Ser o padecer, esa es la cuestión. Pegó para abajo. Se me aguaron los ojos. Vibró el Nokia de pantalla chiquita, ni sé qué sigla o número de modelo era, atendí y Paula me espetó cosas a velocidades hipertrofiadas, que adentro de la caja de caramelos que le di a Jorgito había un porro a medio fumar y unas pastillas de LSD. Me defendí como pude: “Soy un hombre tan transparente que lo que busques lo vas a encontrar”. Qué me venís a decir vos que sos una enfermera de hospital público adicta al sexo. No le presté atención a las otras palabras, las olas iban y venían negras empetroladas, me acerqué a la vera de arena, más sucia en plásticos y basura que la 9 de Julio después de una marcha sindical; esas olitas que pegaban contra las micro piedras y se rompían, hacían que el agua perdiera la cordura. Cuando una de ellas se retiró descubrí un cassette de Abba. Lo gobernaba el moho, ni se llegaban a leer los temas que aparecían en el lado A, con letrita blanca y pequeña.

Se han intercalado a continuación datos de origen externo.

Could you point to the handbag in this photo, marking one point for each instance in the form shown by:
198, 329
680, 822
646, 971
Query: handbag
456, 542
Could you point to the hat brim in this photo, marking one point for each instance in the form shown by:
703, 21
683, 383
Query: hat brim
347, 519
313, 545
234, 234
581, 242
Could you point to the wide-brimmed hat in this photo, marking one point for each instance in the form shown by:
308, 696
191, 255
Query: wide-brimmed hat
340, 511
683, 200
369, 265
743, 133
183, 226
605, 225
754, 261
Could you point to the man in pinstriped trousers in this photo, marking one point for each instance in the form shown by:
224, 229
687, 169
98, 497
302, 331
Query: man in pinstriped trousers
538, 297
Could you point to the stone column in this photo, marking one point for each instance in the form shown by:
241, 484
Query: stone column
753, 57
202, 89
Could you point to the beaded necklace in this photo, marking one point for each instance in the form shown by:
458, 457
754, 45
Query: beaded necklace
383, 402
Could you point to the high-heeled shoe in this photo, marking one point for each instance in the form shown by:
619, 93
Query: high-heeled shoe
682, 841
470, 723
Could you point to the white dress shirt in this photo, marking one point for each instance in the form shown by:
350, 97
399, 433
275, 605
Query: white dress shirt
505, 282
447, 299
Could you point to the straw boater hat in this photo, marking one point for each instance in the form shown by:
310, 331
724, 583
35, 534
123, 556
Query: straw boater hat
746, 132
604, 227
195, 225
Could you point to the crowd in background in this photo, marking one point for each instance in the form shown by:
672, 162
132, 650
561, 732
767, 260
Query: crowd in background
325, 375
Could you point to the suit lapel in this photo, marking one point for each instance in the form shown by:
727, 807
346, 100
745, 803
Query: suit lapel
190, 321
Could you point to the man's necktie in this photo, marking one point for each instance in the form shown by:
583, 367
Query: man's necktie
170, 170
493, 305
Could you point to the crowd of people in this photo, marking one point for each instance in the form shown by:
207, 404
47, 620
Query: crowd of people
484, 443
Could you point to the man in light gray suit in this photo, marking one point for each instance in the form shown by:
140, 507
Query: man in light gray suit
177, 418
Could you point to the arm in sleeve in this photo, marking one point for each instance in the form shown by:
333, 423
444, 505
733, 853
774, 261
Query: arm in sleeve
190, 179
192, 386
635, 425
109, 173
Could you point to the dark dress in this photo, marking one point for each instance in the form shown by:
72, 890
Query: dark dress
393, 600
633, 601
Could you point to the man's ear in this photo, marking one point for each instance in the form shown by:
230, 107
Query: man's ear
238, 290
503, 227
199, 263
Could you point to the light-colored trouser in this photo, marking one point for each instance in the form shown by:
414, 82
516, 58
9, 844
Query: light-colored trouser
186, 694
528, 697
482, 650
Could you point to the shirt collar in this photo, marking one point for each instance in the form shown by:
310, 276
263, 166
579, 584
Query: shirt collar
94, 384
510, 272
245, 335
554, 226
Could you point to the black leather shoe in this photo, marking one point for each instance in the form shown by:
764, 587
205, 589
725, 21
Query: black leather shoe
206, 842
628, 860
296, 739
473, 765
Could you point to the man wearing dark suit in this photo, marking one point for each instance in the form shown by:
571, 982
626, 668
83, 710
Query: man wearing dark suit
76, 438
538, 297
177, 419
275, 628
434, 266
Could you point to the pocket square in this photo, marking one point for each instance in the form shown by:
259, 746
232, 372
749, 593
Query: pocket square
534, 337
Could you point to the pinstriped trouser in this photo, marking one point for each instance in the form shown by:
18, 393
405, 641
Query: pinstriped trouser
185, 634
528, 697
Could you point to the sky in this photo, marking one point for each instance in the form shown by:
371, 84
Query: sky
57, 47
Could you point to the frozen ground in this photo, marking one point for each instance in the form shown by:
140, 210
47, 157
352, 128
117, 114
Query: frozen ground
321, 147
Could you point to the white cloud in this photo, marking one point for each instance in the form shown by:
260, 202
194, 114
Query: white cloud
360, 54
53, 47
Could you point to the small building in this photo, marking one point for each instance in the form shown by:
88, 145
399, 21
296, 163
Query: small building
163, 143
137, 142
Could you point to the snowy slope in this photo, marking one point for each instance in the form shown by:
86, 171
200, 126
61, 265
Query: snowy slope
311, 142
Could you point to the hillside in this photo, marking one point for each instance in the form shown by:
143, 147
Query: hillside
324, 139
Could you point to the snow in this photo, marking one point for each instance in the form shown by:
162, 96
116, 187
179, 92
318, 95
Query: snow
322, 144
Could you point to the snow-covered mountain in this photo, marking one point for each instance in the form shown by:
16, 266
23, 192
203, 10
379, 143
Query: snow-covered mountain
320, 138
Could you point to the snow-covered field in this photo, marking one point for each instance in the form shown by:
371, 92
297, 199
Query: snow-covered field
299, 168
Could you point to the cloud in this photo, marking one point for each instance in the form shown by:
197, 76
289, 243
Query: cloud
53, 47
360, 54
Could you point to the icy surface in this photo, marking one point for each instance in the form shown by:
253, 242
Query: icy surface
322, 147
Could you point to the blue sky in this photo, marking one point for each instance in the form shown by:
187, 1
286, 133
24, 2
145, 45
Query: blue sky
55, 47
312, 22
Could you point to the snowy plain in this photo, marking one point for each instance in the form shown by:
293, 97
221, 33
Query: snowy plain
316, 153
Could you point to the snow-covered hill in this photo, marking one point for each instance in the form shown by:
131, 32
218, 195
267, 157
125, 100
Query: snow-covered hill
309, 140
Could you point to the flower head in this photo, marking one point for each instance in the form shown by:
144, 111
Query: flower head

El Río de la Plata, cementerio del tiempo. Saqué el celular del bolsillo, arranqué la tapa, le separé el chip y arrojé bien lejos el aparato; algún día encontraré otro con Spotify para escuchar música o Facebook para subir mis épicas hazañas.

Menos mal que no le dije a Paula que me echaron de la fábrica.


MATIAS TORTELLA



Soy Matías, nacido en Munro. Durante muchos años de estudiar cine y teatro tomé notas de personajes que mi mente inventaba, frases, deseos… Recién cuando me apunté a clases de escritura narrativa, a los 28 años, pude poner toda la carne a la parrilla. 

Siempre recuerdo en chiste que mis personajes pensaban de más y se deprimían; hoy actúan sin parar e incluso, cuando duermo, me visitan en sueños y me proyectan las mejores escenas dramáticas. Luego de leer y escribir tanto, confirmo que un buen libro aporta el mismo calor que una sopa con verdeo, zapallito, fideítos y mucho queso rallado.